Maj. Margaret H. Witt, a flight nurse with the Air Force Reserve, said in an interview Tuesday night that the service cut off her pay and stopped her from participating in training and missions in November 2004.

“I want the chance to do the job that I trained for, for over half my life,” said Witt, 42. “It’s who I am.”

She and her lawyers plan to detail the lawsuit this morning at a press conference in Seattle. Witt, who works as a Spokane physical therapist in civilian life, said she’s not looking forward to the public limelight.

“I’m a very private person,” she said. “I just want to be an average citizen and do my job.”

She’s been with the Air Force for nearly 19 years, she said, deploying as an operating room nurse in a U.S. military hospital in Germany during Desert Storm and serving as a flight nurse in Oman in 2003. She said she’s assigned to the 446th Aeromedical Evacuation Squadron, a reservist unit based at McChord Air Force base near Tacoma.

A spokeswoman for the unit said Tuesday night that she was unfamiliar with any such case and was unable to immediately reach other unit officials who might be.

“I would caution you that you only have one side of the story,” said Lt. Col. Anna Sullivan.

At President Bill Clinton’s prompting, the U.S. military in 1994 adopted a “don’t ask, don’t tell” policy on gays and lesbians. The change prevented military officials from discharging suspected homosexuals – and barred them from even inquiring about a person’s sexual orientation. But people who acknowledge they’re homosexual can still be booted from service.

From 1994 through the end of fiscal year 2003, according to Department of Defense statistics, 9,500 military members were discharged for being homosexuals. The number of such cases, however, has dropped in recent years. The 653 service members kicked out under the policy in 2004, according to the department, were the fewest in eight years.
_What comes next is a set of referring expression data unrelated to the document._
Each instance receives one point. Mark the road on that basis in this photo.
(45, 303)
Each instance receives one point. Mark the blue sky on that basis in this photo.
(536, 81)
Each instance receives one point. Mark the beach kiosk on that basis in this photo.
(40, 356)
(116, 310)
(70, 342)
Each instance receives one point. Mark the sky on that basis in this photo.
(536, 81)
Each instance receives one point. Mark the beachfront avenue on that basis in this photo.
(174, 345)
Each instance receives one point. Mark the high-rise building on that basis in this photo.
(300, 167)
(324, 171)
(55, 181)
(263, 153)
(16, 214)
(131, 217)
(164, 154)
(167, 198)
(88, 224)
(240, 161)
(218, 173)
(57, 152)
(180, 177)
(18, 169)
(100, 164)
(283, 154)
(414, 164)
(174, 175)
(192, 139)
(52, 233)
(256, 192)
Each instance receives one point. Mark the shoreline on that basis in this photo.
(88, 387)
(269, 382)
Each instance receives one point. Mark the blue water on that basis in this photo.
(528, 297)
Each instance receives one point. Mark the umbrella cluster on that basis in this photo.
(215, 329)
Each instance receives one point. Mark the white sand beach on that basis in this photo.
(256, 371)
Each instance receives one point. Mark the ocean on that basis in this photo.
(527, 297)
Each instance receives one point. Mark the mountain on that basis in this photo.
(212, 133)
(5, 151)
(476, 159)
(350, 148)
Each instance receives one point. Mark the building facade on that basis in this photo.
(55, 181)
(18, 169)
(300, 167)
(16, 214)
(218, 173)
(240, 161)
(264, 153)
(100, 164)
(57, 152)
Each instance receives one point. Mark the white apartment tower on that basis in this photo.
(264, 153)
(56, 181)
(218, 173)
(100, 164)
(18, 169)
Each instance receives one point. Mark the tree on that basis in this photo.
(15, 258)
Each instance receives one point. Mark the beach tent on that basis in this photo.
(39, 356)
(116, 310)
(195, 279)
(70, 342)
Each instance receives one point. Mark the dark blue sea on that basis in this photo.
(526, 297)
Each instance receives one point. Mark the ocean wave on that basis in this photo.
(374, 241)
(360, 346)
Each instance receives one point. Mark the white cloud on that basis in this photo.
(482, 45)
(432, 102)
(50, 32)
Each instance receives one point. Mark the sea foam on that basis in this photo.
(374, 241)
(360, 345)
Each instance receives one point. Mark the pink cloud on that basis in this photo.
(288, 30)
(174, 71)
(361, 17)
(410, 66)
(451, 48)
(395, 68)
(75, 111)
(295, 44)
Responding to a Government Accountability Office report that the policy strips away critical troops and costs millions of dollars in training replacements, Undersecretary of Defense David S.C. Chu said last year that such discharges make up about 10 percent of unplanned discharges. Far higher, he said, are the numbers of service members discharged for getting pregnant, using drugs, breaking laws or getting fat.

Repeated court challenges to the military policy in the 1990s all failed. But critics of the ban took hope in 2003, when the Supreme Court struck down a Texas sodomy law. In 2004, a dozen ex-military members filed a lawsuit – Cook v. Rumsfeld – challenging the policy. The case is being considered by a U.S. District Court judge in Massachusetts.

Witt said Tuesday that she didn’t want to go into detail about how the military learned she was a lesbian.

“I certainly didn’t tell them,” she said. “Allegations were made, and an investigation was started. I don’t want to get anyone else involved. This is between me and the Air Force now.”

With U.S. forces battling insurgents in Iraq, Witt said, her nursing skills are badly needed. The military’s longtime policy of discharging gays and lesbians “is hurting our military,” she said.

“I’m a flight nurse and an operating room nurse, and those are two pretty busy jobs right now,” she said. “I’m useful to the military. Especially now.”